Bir önceki yazımda, eş seçimi kararını olumsuz etkileyen faktörlerden bahsetmiştim. Bunlar; eş seçimi ile ilgili temel bilgi ve becerilere sahip olmama, tecrübesizlik, akıl ve duygu arasında dengeyi sağlayamama, dış gözlemcilerin fikrini almama, travmatik ilişki deneyimleri şeklindeydi. Bu yazıda dört diğer faktörü yazacağım.
Başka bir ilişkinin etkisinden kurtulmak için evlenmek yanlışı
Eğer sonu olumsuz biten ve bizi hırpalayan bir ilişkiden çıkmış isek, artık güvenli bir limana ihtiyacımız var diye düşünüyorsak, karşımıza çıkan ve bize uygunluğundan emin olmadığımız bir kişiye hızla evet deme eğilimimiz olabilir.
Birini unutmak için başka birine sarılmak iyi fikir değil. Öncelikle o yaşantının etkilerinden arınıp, sonrasında başka biri ile görüşmeye başlamak daha iyi fikir. Böylece yeni kişiye de haksızlık yapmamış, onu kendi haliyle değerlendirmiş oluruz. Aksi taktirde o kişiye, bir önceki ilişkiden kaynaklanan duygu ve düşünceleri aktarmış oluruz.
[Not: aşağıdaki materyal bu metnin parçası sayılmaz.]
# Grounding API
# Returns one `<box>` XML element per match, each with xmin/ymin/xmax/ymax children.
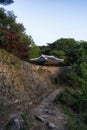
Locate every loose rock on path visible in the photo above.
<box><xmin>30</xmin><ymin>88</ymin><xmax>66</xmax><ymax>130</ymax></box>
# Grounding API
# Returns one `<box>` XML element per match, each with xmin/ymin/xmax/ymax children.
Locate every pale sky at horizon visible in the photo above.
<box><xmin>0</xmin><ymin>0</ymin><xmax>87</xmax><ymax>45</ymax></box>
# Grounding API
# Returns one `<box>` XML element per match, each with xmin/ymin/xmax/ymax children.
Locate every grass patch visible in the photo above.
<box><xmin>54</xmin><ymin>89</ymin><xmax>87</xmax><ymax>130</ymax></box>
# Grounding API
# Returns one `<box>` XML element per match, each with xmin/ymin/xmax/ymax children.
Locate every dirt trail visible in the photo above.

Her bir eş arayışı görüşme süreci kendi dinamikleri ve psikolojileri içinde seyretmelidir. Karar, o ilişkinin dinamikleri içinden çıkmalıdır.
“Evden kaçma isteği” muhakemeyi bozar
Bazı kişiler anne-babalarının evini rahat bulmazlar ve o evden kaçıp uzaklaşmak duygusu yaşarlar. Evlenerek o evden uzaklaşmayı bir yol olarak görürler. Eğer şansları yaver giderse bu taktik işe de yarayabilir. Yalnız, evden kaçıp kurtulmak isteği, muhakememizi bozup, karşımızdaki kişi ile uygun olup olmadığımız değerlendirmesini sağlıksız hale getirebilir. Bu durumda yağmurdan kaçarken, doluya tutulma hali yaşayabiliriz.
Evden bir an önce uzaklaşma ihtiyacı yaşıyor isek, bu duygunun farkına varmak önemli. Bu durumda şu soruyu kendimize sormakta fayda var: “Karşımdaki kişiye evet dememde, bu kaçma isteğinin ne kadar payı var?”, “Bu kişiye baba evinde rahat olsam evet der miydim?”.
“Evlenince değişir” yanılgısı
Evlilik öncesi ilişki sürecinde açığa çıkan kişilik özellikleri, çiftin iletişim ve etkileşim tarzları, karşılıklı duygular, genellikle evlilikten sonra da devam etme eğilimindedir.
Eş adayında katlanamadığımız özelliklerin evlilikten sonra değişeceğini varsaymak safdillik olur. Aksine evlilik öncesi var olan ilişki kalıplarının evlilik sonrası artarak devam edeceğini varsaymak daha doğru olur.
“Birbirimize uygun olmadığımızı anladım ama geri dönemedim”
Mesleğim gereği evlilik terapileri ile uğraşırken, “birbirimize uygun olmadığımızı anladım ama onca yaşanandan sonra geri dönemedim” cümlesini sıkça duyar oldum.
Özellikle muhafazakar kökenleri olan ve evlilik öncesi ilişki sürecinde biraz sınırları kaybedenler, bir noktadan sonra kendilerini geri dönemez olarak hissedebilirler.
En iyisi evlilik öncesinde geri dönülemez şeyler yapmamaktır. Bir çok akıllı zatın, nikahı evlilik merasimi sırasında veya hemen öncesinde yapma önerisi bu meseleyle ilişkilidir. Doğrusu ben de bu öneriyi şiddetle destekliyorum.
Yine de bu evliliğin yürümeyeceğinden emin olduğumuz bir halimiz var ise, geri dönmenin zor olduğu noktadan da dönmekte fayda olabilir.